Убеждаемся, что в ранних доисторических представлениях душа виделась зооморфным образом — чаще всего змейкой или рыбой. Впоследствии произошло антропоморфное движение этого образа. На иконах христианских святых душа предстает в виде характерного нимба вокруг головы. До недавнего времени душа появлялась в виде бестелесной прозрачной светящейся субстанции, сохраняющей внешние черты своего тела.
Н. В. Гоголь привел такое описание.
«Звуки стали сильнее и гуще, тонкий розовый свет становился ярче, и что-то белое, как будто облако, веяло посреди хаты; и чудится пану Даниле, что облако то не облако, что то стоит женщина; только из чего она: из воздуха, что ли, выткана? Отчего же она стоит и земли не трогает, и не опершись ни на что, и сквозь нее просвечивает розовый свет, и мелькают на стене знаки? Вот она как-то пошевелила прозрачною головою своею: тихо светятся ее бледно-голубые очи; волосы вьются и падают по плечам ее, будто светло-серый туман; губы бледно алеют, будто сквозь бело-прозрачное утреннее небо льется едва приметный алый свет зари; брови слабо темнеют… Ах! это Катерина!»[40]
В современном восприятии душа мыслится в виде некой неопределенной логической субстанции, являющейся частью поля неизвестной природы.
Было время, когда бытовало представление о наличии нескольких душ: одна неотделима от тела, другая обретается на небе, а третья, реинкарнирующая, живет в потомках.[41] В этом случае абсолютизировались в одном понятии не все функции человека, а три наиболее явные: физическое бытие в реальном осязаемом мире, способность абстрагировать и связь с потомками.

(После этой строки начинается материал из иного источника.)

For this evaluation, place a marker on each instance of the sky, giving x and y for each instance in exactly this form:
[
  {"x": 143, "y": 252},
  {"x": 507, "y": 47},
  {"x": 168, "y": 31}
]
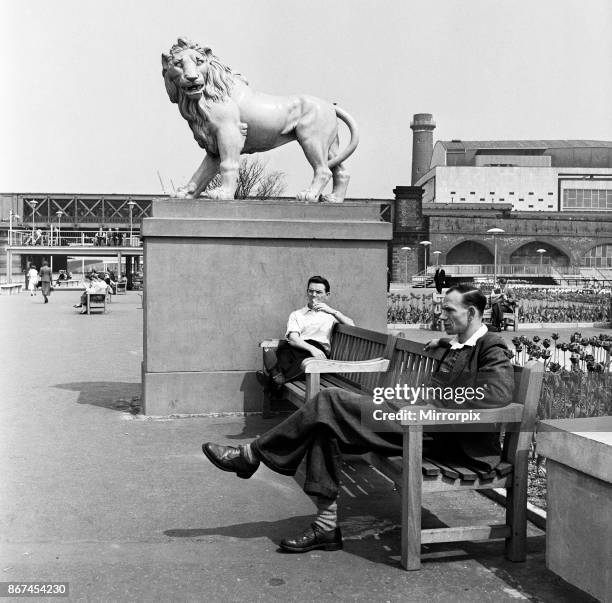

Объяснение неолитического представления о душе как о змейке может быть следующим. Душа заключена в теле человека. Он ее хозяин. Значит, она относится к категории «жертва» (здесь применяется первый закон мышления по типу «охотник и его жертва»). Во время сна душа проявляет самостоятельность, оживает. Следовательно, она ведет ночной образ жизни, по меньшей мере умеет днем прятаться. Первые образы, осознаваемые живыми, были образами животных. Решая ассоциативную задачу, получаем, что по указателю души человека в сознании первобытных людей должен был вызываться образ небольшой змейки или неагрессивного животного, живущего в темноте.
Образ, вызываемый по абстрактному указателю, определяется воспитанием человека в социокультурной среде обитания. С изменением концептуальных установок общества изменяется конкретное воплощение образов указателя. Наблюдаем движение абстрактных представлений от зооморфности к антропоморфности.
В энциклопедических словарях можно прочесть о религии: «Причина возникновения — бессилие первобытного человека в борьбе с природой».[42] «Анимизм — термин, обозначающий религиозные представления о духах и душе. Введен в этнографическую науку английским ученым Э. Б. Тайлором, который считал веру в отделимых от тела духов древнейшей основой («минимумом») возникновения религии, созданной «дикарем-философом» в результате размышлений над причинами сновидений, смерти и т. п.»[43] «Анимизм лежит в основе первобытных религий и возник вследствие бессилия первобытных людей перед стихиями природы».[44]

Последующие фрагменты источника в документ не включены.